The original CT scan showed stage 4 disease with a large (c10cm) tumour in her sigmoid colon, a suspected ovary met and deposit on her peritoneum. It's been a long journey since then! She commenced in 4 cycles of Folfox before a re-staging CT scan showed a good response. She then suffered a bowel perforation and was rushed to St Mark's overnight where they managed to clear the area and undertake a loop ileostomy while doing a staging laparoscopy. We then had great news that the laparoscopy showed no visible peritoneal disease but her amazing surgeon (Mr Antoniou) decided to proceed with HIPEC anyway given the risk the perforation created.

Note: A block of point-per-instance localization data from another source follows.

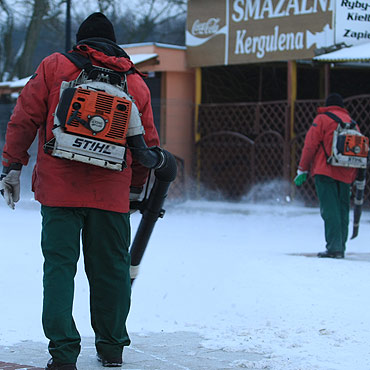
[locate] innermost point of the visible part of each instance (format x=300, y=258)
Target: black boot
x=109, y=362
x=56, y=366
x=328, y=254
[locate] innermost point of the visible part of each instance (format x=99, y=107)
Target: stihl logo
x=92, y=146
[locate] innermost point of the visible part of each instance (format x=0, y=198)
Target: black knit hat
x=334, y=99
x=96, y=25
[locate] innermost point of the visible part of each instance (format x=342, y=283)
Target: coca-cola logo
x=209, y=27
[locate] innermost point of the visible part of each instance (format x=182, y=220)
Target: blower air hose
x=152, y=209
x=358, y=200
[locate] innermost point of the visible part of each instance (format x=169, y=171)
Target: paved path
x=157, y=351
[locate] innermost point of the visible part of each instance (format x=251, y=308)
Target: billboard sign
x=352, y=22
x=222, y=32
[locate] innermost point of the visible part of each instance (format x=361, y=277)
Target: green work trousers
x=334, y=198
x=105, y=239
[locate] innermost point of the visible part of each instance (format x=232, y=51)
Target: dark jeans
x=334, y=197
x=105, y=240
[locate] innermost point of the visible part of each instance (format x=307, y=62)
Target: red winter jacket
x=313, y=156
x=61, y=182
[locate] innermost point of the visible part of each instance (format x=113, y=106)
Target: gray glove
x=10, y=186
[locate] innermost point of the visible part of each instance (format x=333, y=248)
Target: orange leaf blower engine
x=92, y=122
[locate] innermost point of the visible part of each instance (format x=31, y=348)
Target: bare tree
x=134, y=21
x=23, y=60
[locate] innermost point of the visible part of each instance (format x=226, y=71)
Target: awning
x=140, y=58
x=357, y=53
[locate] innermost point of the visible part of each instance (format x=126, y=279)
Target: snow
x=228, y=271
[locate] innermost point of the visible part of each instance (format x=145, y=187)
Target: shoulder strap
x=85, y=63
x=339, y=120
x=79, y=60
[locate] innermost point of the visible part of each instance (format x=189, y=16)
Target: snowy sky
x=226, y=271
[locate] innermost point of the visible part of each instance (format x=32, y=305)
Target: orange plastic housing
x=115, y=110
x=355, y=145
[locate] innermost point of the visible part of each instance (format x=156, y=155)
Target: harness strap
x=339, y=120
x=83, y=62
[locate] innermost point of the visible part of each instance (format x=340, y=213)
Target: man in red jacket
x=332, y=182
x=79, y=200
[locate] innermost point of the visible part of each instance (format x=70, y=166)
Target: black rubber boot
x=330, y=254
x=109, y=362
x=51, y=365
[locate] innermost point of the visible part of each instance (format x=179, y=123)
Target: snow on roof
x=158, y=44
x=358, y=53
x=140, y=58
x=16, y=83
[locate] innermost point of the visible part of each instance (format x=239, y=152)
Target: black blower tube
x=152, y=208
x=358, y=200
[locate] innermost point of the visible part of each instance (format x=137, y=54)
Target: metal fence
x=245, y=144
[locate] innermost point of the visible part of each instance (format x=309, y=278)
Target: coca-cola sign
x=209, y=27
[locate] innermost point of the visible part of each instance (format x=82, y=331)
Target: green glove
x=300, y=178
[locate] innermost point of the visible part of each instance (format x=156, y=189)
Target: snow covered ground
x=230, y=272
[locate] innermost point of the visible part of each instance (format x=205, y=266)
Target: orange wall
x=179, y=136
x=178, y=90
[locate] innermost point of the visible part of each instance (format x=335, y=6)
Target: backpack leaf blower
x=150, y=208
x=358, y=200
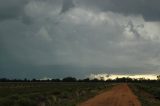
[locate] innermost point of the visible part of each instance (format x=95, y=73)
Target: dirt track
x=120, y=95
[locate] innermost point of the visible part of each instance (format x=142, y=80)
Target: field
x=48, y=94
x=148, y=93
x=79, y=93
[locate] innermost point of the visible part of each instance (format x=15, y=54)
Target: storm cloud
x=57, y=38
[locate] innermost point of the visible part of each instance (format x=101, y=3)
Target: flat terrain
x=48, y=93
x=120, y=95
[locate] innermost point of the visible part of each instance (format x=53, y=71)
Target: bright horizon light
x=114, y=76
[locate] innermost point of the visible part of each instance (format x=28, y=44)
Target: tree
x=158, y=77
x=69, y=79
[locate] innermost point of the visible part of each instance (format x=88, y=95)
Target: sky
x=60, y=38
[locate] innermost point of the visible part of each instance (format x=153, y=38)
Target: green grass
x=51, y=94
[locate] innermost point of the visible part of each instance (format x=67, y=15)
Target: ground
x=120, y=95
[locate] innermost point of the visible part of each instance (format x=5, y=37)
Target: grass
x=148, y=93
x=50, y=94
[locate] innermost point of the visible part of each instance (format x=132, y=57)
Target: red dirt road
x=120, y=95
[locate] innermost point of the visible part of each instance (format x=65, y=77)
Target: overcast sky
x=59, y=38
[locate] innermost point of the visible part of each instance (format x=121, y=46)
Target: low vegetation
x=148, y=93
x=48, y=93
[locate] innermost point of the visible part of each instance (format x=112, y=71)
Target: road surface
x=120, y=95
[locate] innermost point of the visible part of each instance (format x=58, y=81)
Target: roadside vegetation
x=48, y=93
x=70, y=91
x=148, y=93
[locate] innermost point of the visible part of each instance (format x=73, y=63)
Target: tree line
x=72, y=79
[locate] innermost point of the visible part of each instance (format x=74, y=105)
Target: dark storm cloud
x=150, y=9
x=67, y=4
x=11, y=8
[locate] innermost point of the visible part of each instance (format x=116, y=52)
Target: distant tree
x=69, y=79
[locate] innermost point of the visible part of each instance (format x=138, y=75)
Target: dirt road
x=120, y=95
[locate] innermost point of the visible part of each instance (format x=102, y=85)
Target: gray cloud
x=91, y=37
x=67, y=5
x=149, y=9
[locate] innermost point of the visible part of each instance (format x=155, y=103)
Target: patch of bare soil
x=120, y=95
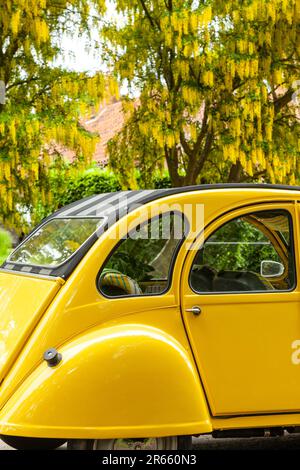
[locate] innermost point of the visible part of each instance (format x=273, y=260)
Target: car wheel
x=151, y=443
x=32, y=443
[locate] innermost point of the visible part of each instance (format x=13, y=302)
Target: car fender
x=117, y=381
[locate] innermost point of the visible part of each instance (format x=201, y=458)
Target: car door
x=243, y=339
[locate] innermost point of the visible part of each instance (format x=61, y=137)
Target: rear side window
x=142, y=263
x=250, y=253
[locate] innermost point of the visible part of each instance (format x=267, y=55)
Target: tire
x=160, y=443
x=32, y=443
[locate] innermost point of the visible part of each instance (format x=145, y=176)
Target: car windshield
x=55, y=241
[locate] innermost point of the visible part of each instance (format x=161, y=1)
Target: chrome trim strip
x=28, y=274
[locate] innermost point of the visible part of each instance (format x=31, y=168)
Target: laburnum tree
x=216, y=83
x=43, y=101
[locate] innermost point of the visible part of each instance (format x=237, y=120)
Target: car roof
x=123, y=201
x=113, y=206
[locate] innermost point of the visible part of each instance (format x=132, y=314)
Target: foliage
x=5, y=245
x=216, y=80
x=87, y=183
x=43, y=100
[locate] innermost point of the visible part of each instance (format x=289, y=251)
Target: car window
x=141, y=264
x=249, y=253
x=55, y=242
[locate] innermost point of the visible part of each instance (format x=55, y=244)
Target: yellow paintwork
x=23, y=299
x=128, y=369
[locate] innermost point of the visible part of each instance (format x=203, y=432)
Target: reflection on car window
x=54, y=242
x=249, y=253
x=141, y=264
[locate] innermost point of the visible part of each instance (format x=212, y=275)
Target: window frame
x=292, y=249
x=171, y=267
x=42, y=225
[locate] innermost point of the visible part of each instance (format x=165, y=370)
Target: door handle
x=194, y=310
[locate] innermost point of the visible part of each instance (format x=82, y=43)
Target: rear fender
x=119, y=381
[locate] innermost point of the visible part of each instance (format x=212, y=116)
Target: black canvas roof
x=121, y=201
x=113, y=206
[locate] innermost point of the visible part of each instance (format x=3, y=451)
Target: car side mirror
x=269, y=268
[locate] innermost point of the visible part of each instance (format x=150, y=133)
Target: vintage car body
x=147, y=364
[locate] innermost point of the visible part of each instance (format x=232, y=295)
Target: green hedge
x=96, y=182
x=5, y=245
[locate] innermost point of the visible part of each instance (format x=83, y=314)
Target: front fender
x=119, y=381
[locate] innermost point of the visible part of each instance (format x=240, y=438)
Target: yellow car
x=138, y=319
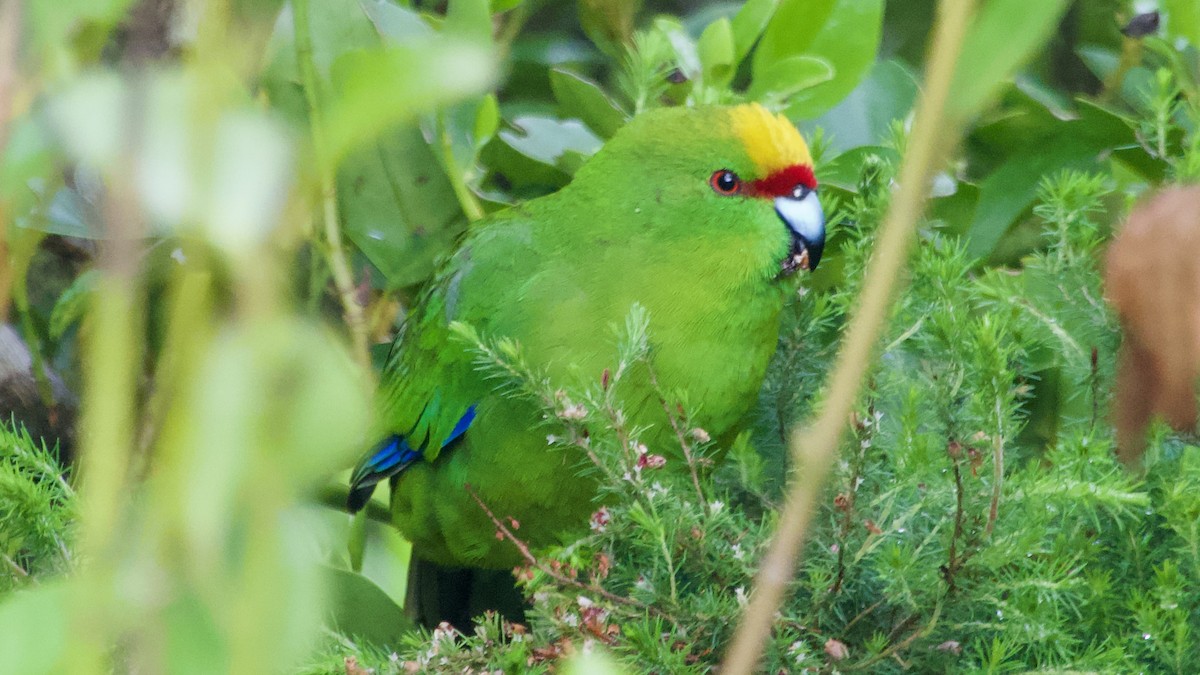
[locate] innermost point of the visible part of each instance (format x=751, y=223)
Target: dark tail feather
x=457, y=595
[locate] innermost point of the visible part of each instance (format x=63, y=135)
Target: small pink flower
x=600, y=519
x=647, y=460
x=837, y=649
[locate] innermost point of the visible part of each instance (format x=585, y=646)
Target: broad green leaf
x=717, y=52
x=547, y=139
x=69, y=34
x=395, y=24
x=337, y=27
x=397, y=205
x=994, y=48
x=844, y=34
x=789, y=77
x=845, y=169
x=234, y=198
x=582, y=99
x=378, y=89
x=539, y=154
x=609, y=24
x=469, y=21
x=865, y=117
x=72, y=303
x=687, y=58
x=1183, y=19
x=1030, y=143
x=748, y=25
x=361, y=609
x=34, y=629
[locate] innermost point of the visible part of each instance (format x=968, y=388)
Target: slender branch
x=112, y=359
x=552, y=573
x=997, y=467
x=816, y=447
x=467, y=199
x=10, y=43
x=339, y=263
x=683, y=442
x=18, y=569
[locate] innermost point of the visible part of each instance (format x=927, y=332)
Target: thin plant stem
x=10, y=45
x=816, y=447
x=339, y=263
x=467, y=199
x=112, y=358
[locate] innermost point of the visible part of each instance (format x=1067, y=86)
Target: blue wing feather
x=391, y=457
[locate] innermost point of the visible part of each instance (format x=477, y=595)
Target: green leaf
x=582, y=99
x=72, y=303
x=546, y=139
x=865, y=117
x=469, y=21
x=1031, y=144
x=377, y=89
x=789, y=77
x=993, y=49
x=845, y=169
x=397, y=205
x=717, y=52
x=394, y=23
x=844, y=34
x=687, y=58
x=361, y=609
x=1183, y=19
x=487, y=120
x=748, y=25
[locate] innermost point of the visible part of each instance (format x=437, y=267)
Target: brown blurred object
x=1152, y=279
x=21, y=401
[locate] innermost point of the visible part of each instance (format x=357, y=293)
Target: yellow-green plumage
x=643, y=222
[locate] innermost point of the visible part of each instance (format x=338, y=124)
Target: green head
x=729, y=189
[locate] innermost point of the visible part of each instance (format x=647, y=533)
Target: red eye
x=725, y=183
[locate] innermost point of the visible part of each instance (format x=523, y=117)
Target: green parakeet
x=700, y=215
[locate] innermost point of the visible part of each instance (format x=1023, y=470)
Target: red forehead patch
x=781, y=183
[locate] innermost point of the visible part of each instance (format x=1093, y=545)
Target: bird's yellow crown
x=772, y=141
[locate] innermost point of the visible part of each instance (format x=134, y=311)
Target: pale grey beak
x=803, y=215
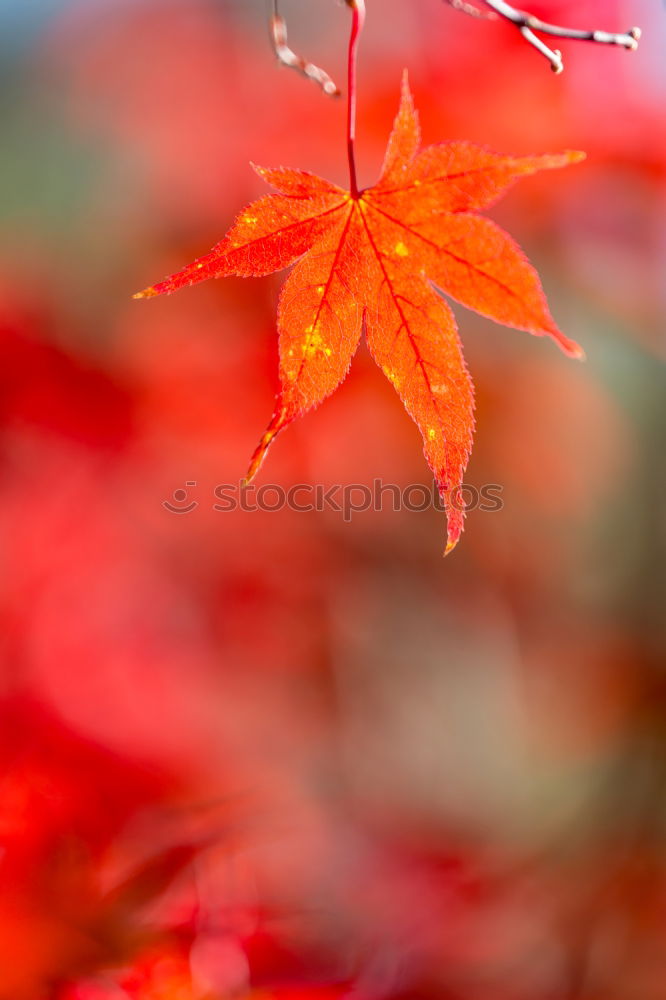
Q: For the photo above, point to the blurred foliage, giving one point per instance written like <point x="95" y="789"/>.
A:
<point x="276" y="754"/>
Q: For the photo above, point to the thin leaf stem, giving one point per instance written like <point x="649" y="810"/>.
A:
<point x="358" y="20"/>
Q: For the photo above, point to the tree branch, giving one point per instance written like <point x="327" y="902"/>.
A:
<point x="528" y="25"/>
<point x="287" y="57"/>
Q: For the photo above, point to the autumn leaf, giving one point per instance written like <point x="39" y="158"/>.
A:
<point x="377" y="260"/>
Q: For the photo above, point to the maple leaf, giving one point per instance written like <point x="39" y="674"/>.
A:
<point x="376" y="260"/>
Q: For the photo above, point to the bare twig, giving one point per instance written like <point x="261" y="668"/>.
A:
<point x="527" y="24"/>
<point x="286" y="56"/>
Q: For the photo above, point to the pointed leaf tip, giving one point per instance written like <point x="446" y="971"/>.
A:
<point x="450" y="546"/>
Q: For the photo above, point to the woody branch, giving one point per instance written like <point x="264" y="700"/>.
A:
<point x="529" y="25"/>
<point x="287" y="57"/>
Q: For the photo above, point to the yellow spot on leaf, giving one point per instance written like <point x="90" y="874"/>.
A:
<point x="314" y="343"/>
<point x="391" y="375"/>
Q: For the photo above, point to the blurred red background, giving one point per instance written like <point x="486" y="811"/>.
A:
<point x="278" y="754"/>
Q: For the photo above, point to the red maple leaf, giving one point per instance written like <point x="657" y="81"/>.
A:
<point x="370" y="261"/>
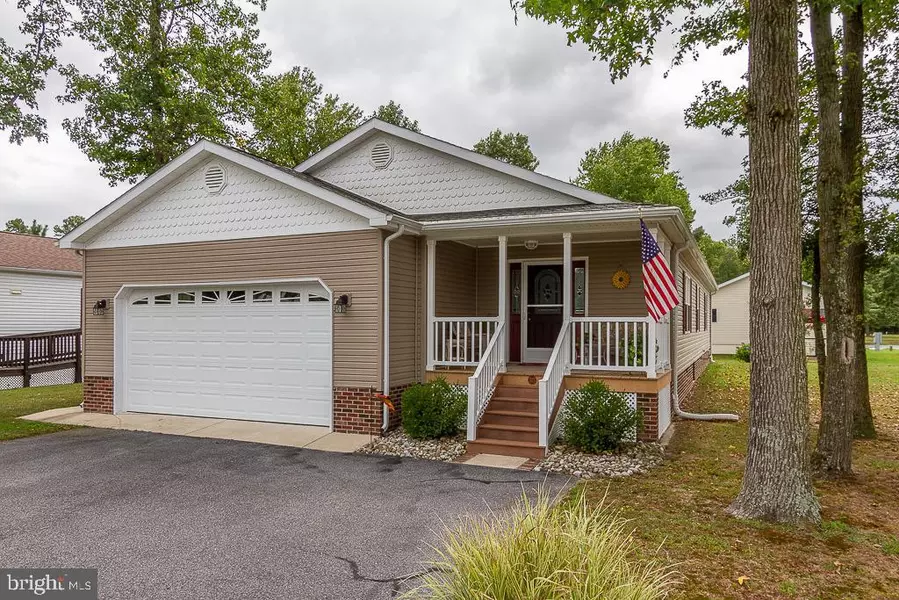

An MRI scan was undertaken to help plan the operation, which showed that the tumor was pressing against her iliac vein. The planned operation was then postponed pending vascular review - the week or so that followed was horrific. The vascular surgery team were then consulted and undertook a FemFem crossover operation in late October (bypassing her iliac artery and vein to make way for the main operation). This ended up being a c5 hour procedure. She then remained at St Mark's for a week before having the main CRS HIPEC surgery (c10 hours, which included resection of her sigmoid colon a total mesorectal excision, an element small bowel resection, peritonectomy, total hysterectomy and the removal of both ovaries (by a county mile the longest day of my life). This was followed by 5 days in intensive care and a further 10 days recovering on the ward. All in all, it was pretty radical stuff. I spent almost a month at the premier Inn in Harrow, and our poor cat must have wondered what was going on!

After a few weeks we got amazing news, R0 resection, the cancer was pathologically staged as T4a+b, N0,M0 - it was stage 2, with no metastases and all 42 lymph nodes removed being clear, albeit with high risk factors of EMVI and perineural invasion. For this reason 8 cycles of adjuvant FolFox was completed (making up the total to 12 cycles) with her wonderful oncologist (Dr Krell) at the Royal Free. We got engaged over Christmas and the end of treatment scan showed an all clear in May. We are now on the standard surveillance pathway.

St Mark's are also looking after her at the Family Cancer Clinic given they suspect that she has lynch syndrome. The tumour showed PMS2 mutation and initial bloods showed deficiency of the MLH1 gene of unknown significance, more tests pending but given all of this and the family history it seems pretty certain.